The price of eternal memory vigilance

ECC is priced higher due to the extra error-correcting bits onboard and the fact that they are generally produced in lower volume as compared to their non-ECC consumer brethren. Depending on the size and particular speeds involved, the ECC premium can be anywhere from 5-100%. Adoption costs exceeds the RAM price differential, as you will also need an ECC capable motherboard, which in turn often requires a server class processor. Overall, you’re looking at spending several hundred dollars to benefit from ECC memory protection with otherwise similarly performing hardware.

To ECC or not to ECC?

When it comes to most desktop CAD design, ECC largely doesn’t make economic sense for a self-build. Right off the bat, you’re spending money for an issue – correctable memory errors – that statistically will only affect 8% of your hardware, and only if the hardware undergoes a server-like utilization. At lower utilization, as is the case for most CAD workflows, error counts are 2-3 times less in the worst case.

But perhaps that’s not enough justification for you. Know then that ECC is not a magic bullet, and requires a server-style maintenance philosophy to utilize effectively, otherwise it’s a waste. The Google data indicates that modules with correctable errors are up to 900 times more likely to suffer from uncorrectable errors. You should have one of two reactions to this:

  • Holy crap, I should be monitoring my ECC memory! Then you better read up on Windows Hardware Error Architecture (WHEA) and keep some spare sticks around.

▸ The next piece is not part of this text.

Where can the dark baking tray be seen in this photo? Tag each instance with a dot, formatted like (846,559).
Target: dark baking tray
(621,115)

Get ready to spend both time and money.
  • Wait, I have to monitor my ECC memory? If you haven’t bothered, and think ECC will save your bacon on its own, you’re deluding yourself. You may have already suffered uncorrectable errors without noticing. If you’re happy with uncorrectable errors, then you would likely be happy with non ECC RAM. You just spent your money for nothing. You’re doing it wrong.

Finally, all of this assumes perfect software. While it seems really unpleasant to have a system crash because a star on the other side of the universe farted a million years ago, it’s peanuts compared to how many crashes and problems you’re going to experience because your CAD software is broken. Even in the case of a system crash, most file versioning and backup strategies are a more cost-effective investment. If you don’t mind rebooting, you don’t need ECC.

ECC only makes sense in server-like workflows such as FEM analyses or rendering, where a bump in the road costs hours of time. Well, unless you plan to design in space. But then you have a whole other set of problems, like how to keep George Clooney from eating the only piece of lettuce available.

Disclaimer: This article was written using non-ECC RAM and could be subject to eror. Oops.

  • goblin072 .

    I agree with most of this. But you might want to do some research on error above sea level. You do not have to be in space. Error rates go way up with altitude. Someone in the rockies, packistan etc are going to get more bit flips than at sea level and its not a minor percentage.

    I think ECC is ok if you can actually monitor it like on a dell server. People that put it in a game system using a xeon have no way to monitor it. They just have to go on faith that is correcting errors it has no way to inform the user, if you get a bad stick ecc can only do so much. If I could have ECC that would alert me then I would have no issue putting it in a workstation. Those features seem to be reserved for server class motherboards only. So get use to reboots Joe Consumer.